SHOW SUPPORT FOR AN FCC NOTICE OF INQUIRY
ON BROADCAST ALCOHOL ADVERTISING

Last week, Rep. Joseph Kennedy and other U.S. Representatives met with FCC Chairman William Kennard to encourage him to bring a proposal for a Notice of Inquiry (NOI) on broadcast alcohol advertising to a vote at the next meeting of the Commission, scheduled for June 11. Last July, on a tie vote, the Commssion failed to support an inquiry, despite broad public support and urging from President Clinton, Attorney General Reno, 15 state attorneys general, and others.

The Federal Communications Commission now has a majority which we believe would support a request from Chairman Kennard to approve a Notice of Inquiry to examine the issues raised by the introduction of distilled spirits advertising on television and radio.

Coalition representatives met with each of the new commissioners during the winter, and we have been soliciting support for the NOI from other officials. Additional initiatives are also underway to promote a full public airing of broadcast alcohol advertising issues.

We need your help too.   Please call the FCC (1-888-Call FCC) -- or send a message to Chairman Kennard urging him to place the liquor advertising Notice of Inquiry on the agenda for the next FCC meeting.

Chairman William Kennard
Federal Communications Commission
1919 M Street, NW #814
Washington, DC 20554
phone: 888-Call FCC (or 202-418-1000)
fax: 202-418-2801


Talking points:

  • Although there has not yet been a flood of liquor ads on the air, the increase in such ads has been dramatic. Between 1995 and 1996, liquor companies increased their broadcast ad spending by more than 150%, despite decreases in overall liquor and alcohol ad spending. We should not have to wait until liquor ads are commonplace on television and radio to examine the effects they -- and other alcohol ads -- may have on young people.

  • A Notice of Inquiry would provide an opportunity for all parties to be heard on alcohol advertising issues.
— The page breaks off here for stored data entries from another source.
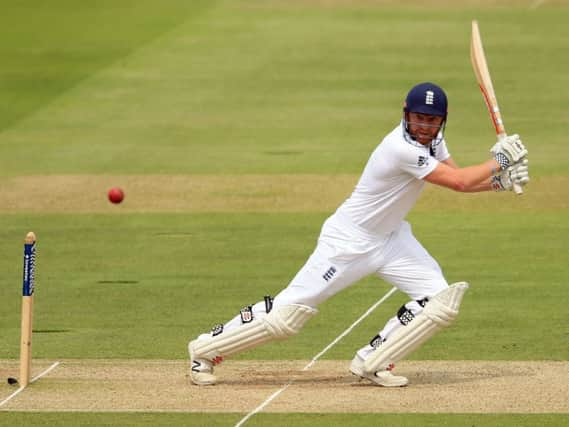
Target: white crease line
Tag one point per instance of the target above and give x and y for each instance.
(315, 358)
(37, 377)
(47, 371)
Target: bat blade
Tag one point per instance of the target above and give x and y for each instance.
(480, 66)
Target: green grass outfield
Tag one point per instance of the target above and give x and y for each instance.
(238, 88)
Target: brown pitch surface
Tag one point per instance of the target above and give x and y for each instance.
(163, 385)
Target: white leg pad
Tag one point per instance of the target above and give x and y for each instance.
(438, 313)
(280, 323)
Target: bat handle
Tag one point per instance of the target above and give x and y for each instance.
(517, 187)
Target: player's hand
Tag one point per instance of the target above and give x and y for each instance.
(509, 151)
(519, 174)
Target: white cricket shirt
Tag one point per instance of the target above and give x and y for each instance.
(390, 183)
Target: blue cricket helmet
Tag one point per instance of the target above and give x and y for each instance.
(426, 98)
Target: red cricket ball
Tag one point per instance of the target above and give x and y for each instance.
(116, 195)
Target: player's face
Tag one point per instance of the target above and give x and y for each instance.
(424, 127)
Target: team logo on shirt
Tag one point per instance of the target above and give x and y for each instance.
(329, 273)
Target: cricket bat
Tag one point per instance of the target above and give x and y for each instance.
(480, 67)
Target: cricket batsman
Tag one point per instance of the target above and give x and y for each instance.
(368, 235)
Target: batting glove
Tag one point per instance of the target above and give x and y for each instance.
(519, 174)
(509, 151)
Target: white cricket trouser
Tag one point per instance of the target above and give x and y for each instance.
(346, 253)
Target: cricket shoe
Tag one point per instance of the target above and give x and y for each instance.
(383, 378)
(201, 371)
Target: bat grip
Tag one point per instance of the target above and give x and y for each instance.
(517, 187)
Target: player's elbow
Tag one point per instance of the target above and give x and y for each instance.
(459, 185)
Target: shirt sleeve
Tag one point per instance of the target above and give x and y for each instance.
(441, 151)
(416, 161)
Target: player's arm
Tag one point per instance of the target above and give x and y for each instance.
(468, 179)
(509, 159)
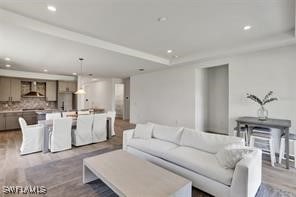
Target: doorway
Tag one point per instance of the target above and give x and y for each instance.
(217, 94)
(119, 100)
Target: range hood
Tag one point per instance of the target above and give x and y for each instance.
(33, 92)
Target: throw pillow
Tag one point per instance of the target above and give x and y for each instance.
(231, 154)
(143, 131)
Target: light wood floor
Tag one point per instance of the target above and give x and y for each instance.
(12, 165)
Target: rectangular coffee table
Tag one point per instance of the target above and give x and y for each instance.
(128, 175)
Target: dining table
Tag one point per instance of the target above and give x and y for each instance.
(48, 124)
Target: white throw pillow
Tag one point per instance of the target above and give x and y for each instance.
(207, 142)
(166, 133)
(143, 131)
(231, 154)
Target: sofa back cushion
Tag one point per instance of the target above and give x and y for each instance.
(143, 131)
(166, 133)
(207, 142)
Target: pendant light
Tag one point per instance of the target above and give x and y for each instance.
(80, 90)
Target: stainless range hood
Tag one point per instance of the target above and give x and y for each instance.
(33, 92)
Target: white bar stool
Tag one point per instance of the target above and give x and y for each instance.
(262, 138)
(243, 134)
(292, 144)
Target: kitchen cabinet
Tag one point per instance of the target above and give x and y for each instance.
(11, 120)
(10, 89)
(51, 91)
(15, 89)
(67, 86)
(30, 117)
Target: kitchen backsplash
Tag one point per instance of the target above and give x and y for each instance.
(28, 103)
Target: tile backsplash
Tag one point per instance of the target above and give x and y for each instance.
(28, 103)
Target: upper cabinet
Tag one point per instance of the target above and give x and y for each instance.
(51, 90)
(67, 86)
(10, 89)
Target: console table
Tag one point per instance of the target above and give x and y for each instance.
(283, 125)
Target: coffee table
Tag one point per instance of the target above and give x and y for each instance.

Development of such a public record is long overdue.

  • A Notice of Inquiry would allow the Commission to gather facts in an organized and accessible fashion, and allow the Commission to report to the President, the Congress, and the American people on the status of broadcast advertising for alcoholic beverages.

  • A Notice of Inquiry would allow the Commission to examine a range of possible responsive measures that have been proposed to prevent, mitigate, or counterbalance the adverse effects on young people of alcoholic-beverage advertising on television and radio.